第7話 遊園地デート その三。
目標、十一時の方向。距離六千。
スコープの倍率を変えると、その綺麗な顔が映る。
ニヤリと口の端を歪め、重さ六キロほどのバレッドLP03を構える。
発射方向の軸線上に柱が邪魔をする。
「ターゲットが離れるまで待機する」
晴れやかな空。風速一メートル。
絶交の狙撃日和だ。
「さぁて。リリ王女殿下。その綺麗な肌をまっ赤に染め上げてやるぜぃ」
こちらを見やる男の顔。
「バレた!?」
くそ。
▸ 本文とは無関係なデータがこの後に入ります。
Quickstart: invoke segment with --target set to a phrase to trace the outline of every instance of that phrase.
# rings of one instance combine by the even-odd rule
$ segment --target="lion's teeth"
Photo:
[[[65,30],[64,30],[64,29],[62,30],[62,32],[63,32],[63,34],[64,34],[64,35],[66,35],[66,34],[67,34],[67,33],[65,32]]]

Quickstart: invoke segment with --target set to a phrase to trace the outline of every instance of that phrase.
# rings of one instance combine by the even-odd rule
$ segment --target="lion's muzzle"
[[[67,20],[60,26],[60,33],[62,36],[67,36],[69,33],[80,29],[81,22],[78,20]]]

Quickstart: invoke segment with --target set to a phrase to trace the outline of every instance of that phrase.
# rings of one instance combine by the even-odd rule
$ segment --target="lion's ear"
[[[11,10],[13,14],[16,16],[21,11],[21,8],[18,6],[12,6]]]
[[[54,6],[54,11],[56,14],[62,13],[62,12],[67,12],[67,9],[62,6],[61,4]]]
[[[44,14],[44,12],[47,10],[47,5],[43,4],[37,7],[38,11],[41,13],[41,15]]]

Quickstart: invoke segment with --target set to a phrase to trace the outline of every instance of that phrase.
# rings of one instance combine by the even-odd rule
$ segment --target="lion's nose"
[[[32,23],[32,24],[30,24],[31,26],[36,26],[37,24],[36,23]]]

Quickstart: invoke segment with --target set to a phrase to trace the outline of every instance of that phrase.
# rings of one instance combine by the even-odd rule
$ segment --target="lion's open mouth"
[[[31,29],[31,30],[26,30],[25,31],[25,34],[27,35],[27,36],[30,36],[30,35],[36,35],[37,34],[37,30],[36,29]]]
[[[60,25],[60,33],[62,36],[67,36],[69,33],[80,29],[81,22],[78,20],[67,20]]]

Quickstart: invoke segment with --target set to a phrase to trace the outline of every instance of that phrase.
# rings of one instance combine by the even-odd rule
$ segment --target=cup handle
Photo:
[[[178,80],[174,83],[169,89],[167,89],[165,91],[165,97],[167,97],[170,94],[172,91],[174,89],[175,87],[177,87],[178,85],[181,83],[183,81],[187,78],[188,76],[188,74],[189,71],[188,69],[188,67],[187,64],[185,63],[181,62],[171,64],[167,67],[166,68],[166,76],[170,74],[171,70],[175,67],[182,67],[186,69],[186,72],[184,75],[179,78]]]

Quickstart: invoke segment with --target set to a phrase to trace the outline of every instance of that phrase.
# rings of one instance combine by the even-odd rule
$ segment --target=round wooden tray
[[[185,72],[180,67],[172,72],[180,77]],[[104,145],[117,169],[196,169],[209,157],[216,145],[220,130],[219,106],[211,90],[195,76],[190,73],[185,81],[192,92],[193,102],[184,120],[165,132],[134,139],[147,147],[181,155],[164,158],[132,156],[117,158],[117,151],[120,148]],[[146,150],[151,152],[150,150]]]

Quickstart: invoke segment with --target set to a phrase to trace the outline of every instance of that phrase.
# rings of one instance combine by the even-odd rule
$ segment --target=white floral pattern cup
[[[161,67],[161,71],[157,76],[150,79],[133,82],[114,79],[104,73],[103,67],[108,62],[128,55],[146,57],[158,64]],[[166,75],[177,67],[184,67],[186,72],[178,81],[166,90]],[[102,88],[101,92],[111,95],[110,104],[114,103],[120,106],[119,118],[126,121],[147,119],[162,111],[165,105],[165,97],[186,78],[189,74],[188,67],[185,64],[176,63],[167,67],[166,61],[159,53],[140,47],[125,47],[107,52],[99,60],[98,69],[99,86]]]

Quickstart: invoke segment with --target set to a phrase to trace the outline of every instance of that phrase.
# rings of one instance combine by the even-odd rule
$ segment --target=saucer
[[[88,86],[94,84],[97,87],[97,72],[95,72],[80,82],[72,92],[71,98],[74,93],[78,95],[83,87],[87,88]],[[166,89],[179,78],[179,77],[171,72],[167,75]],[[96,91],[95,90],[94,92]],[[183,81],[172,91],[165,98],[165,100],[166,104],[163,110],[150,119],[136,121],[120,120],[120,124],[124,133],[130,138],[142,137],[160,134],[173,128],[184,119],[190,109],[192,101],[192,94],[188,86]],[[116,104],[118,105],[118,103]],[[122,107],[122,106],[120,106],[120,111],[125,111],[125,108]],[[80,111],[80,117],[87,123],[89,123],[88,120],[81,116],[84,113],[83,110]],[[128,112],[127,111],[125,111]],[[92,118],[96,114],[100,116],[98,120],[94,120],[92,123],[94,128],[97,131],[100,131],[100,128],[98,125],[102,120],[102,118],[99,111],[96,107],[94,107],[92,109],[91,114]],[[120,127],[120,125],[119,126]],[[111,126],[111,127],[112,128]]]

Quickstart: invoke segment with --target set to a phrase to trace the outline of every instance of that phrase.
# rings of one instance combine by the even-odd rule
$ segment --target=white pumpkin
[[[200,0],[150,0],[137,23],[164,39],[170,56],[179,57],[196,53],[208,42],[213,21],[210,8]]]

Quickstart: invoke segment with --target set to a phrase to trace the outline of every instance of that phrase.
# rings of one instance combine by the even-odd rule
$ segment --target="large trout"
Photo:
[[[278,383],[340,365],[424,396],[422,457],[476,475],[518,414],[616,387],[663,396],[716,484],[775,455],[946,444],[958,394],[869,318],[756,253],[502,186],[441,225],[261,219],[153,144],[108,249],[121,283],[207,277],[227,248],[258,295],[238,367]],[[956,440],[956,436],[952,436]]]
どうなっている。
俺様は狙撃銃を手にして屋内に逃れる。
◇◇◇
「敵……!」
殺気を感じた俺は遠く離れた、恐らく六千メートル先の家屋を見やる。
そこに光るレンズが見えた。
監視されている。
マズいな。
こっちにはアーノルドもメイリスもいない。
頼みの綱はメイドのアメリアくらいか。
できるだけ遮蔽物のあるところ利用して立ち去るしかないな。
「リリ王女」
「なんだ?」
「狙われています。ここは
「いや、だ」
「え」
「我はもっと遊びたいのだ!」
「そう言われましても、命の方が大事でしょう?」
「む。最後に観覧車に乗りたい」
く。ここまで頑固だとは。
ため息を吐き、俺の中の何かが折れる。
「分かりました。最後の最後ですよ」
俺とリリ様は観覧車に向かうことにした。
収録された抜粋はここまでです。